「分断」起因の金相場への上昇圧力は長期化か!?
スウェーデンのヨーテボリ大学のV-Dem研究所が公表する、自由民主主義指数の状況を確認すると、すでに世界は2分割されているように見えます。
青が濃いほど自由で民主的であり、赤が濃いほどそうでないことを示しています。(行政の抑制と均衡、市民の自由の尊重、法の支配、立法府と司法の独立性など、自由・民主主義的な傾向を示す複数の側面から、このデータは計算されている)
図:自由民主主義指数(2021年)
W杯と国連決議で、「非西側」に回っている国々の多くは、赤やオレンジの国々、つまり「民主的でない」国々です。
W杯と国連決議の状況はほんの一例にすぎず、もはや世界全体としては「分断」が鮮明になっていると言えるでしょう。

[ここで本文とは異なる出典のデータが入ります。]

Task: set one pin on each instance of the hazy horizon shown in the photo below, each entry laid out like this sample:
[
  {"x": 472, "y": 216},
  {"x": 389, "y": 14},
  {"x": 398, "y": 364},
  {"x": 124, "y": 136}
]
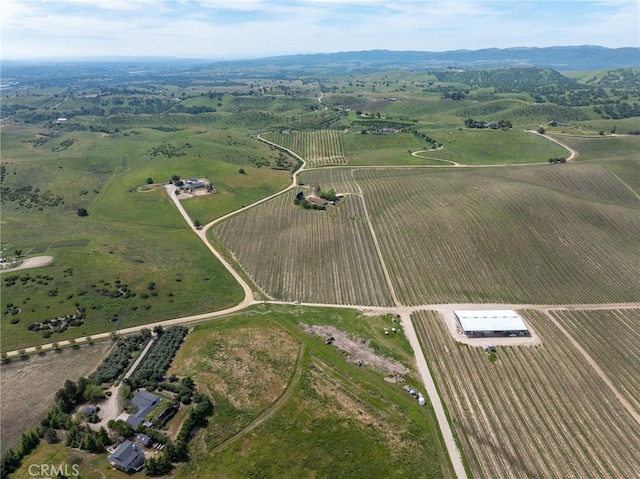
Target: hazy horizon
[{"x": 250, "y": 29}]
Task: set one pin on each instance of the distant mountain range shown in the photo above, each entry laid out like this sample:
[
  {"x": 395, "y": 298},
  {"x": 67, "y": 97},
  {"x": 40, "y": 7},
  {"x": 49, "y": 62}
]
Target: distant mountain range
[
  {"x": 570, "y": 58},
  {"x": 563, "y": 59}
]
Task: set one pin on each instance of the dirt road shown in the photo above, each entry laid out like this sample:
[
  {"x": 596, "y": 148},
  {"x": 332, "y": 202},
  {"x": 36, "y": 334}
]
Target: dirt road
[{"x": 35, "y": 262}]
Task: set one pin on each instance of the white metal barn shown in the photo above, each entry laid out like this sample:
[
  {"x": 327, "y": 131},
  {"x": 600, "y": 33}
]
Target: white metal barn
[{"x": 489, "y": 323}]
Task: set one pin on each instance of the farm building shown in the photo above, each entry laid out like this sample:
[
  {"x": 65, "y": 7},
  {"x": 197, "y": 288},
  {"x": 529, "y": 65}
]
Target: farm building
[
  {"x": 491, "y": 323},
  {"x": 145, "y": 402},
  {"x": 128, "y": 457}
]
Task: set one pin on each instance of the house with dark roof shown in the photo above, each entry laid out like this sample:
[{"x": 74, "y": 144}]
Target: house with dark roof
[
  {"x": 145, "y": 402},
  {"x": 128, "y": 457},
  {"x": 144, "y": 440}
]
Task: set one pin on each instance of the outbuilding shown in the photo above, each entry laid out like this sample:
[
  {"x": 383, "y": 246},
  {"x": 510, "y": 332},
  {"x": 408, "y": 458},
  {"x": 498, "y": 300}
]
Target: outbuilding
[
  {"x": 491, "y": 323},
  {"x": 128, "y": 458}
]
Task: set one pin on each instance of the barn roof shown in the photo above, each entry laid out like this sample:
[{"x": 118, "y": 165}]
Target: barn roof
[{"x": 490, "y": 320}]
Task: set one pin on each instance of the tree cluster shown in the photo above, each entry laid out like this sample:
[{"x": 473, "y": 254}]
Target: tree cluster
[
  {"x": 158, "y": 359},
  {"x": 118, "y": 360}
]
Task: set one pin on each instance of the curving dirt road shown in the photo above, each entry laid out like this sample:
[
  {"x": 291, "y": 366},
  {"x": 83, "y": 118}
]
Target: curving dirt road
[{"x": 403, "y": 311}]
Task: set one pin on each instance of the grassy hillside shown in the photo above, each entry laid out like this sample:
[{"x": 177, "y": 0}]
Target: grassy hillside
[{"x": 338, "y": 419}]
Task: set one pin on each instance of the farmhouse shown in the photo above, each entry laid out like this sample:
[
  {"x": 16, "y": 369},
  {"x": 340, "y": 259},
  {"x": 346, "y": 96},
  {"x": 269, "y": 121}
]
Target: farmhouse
[
  {"x": 491, "y": 323},
  {"x": 145, "y": 402},
  {"x": 128, "y": 457}
]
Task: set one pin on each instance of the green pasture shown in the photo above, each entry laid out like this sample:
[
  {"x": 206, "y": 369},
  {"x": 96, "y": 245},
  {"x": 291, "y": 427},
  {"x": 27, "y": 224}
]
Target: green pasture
[
  {"x": 130, "y": 234},
  {"x": 604, "y": 148},
  {"x": 88, "y": 465},
  {"x": 235, "y": 190},
  {"x": 316, "y": 432},
  {"x": 385, "y": 150},
  {"x": 186, "y": 279},
  {"x": 494, "y": 147}
]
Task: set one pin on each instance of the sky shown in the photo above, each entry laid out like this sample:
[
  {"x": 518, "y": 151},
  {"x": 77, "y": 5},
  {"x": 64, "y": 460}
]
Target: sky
[{"x": 229, "y": 29}]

(世界全体として分断が起きているから、W杯や国連決議でも分断が起きている)
「黒い悪」を絶滅させるため、強力なルールを作ると、何が起きるでしょうか。そのルールにしばられない「グレーな悪」が誕生し、また別の軋轢(あつれき)が生じます。
西側がやろうとしている「民主化」や「脱炭素」は、白(純粋な状態)を目指す行為だと言えるでしょう。かえってその行為が、「非西側」を生み、団結を強めている可能性があると、筆者は考えています。
今、分断を解消するために役立つ第三者を探すことすら困難な状況にあるため(国連も機能不全状態)、分断は長期化する可能性があります。金(ゴールド)相場への、分断起因の上昇圧力は、長期化する可能性があると筆者は考えています。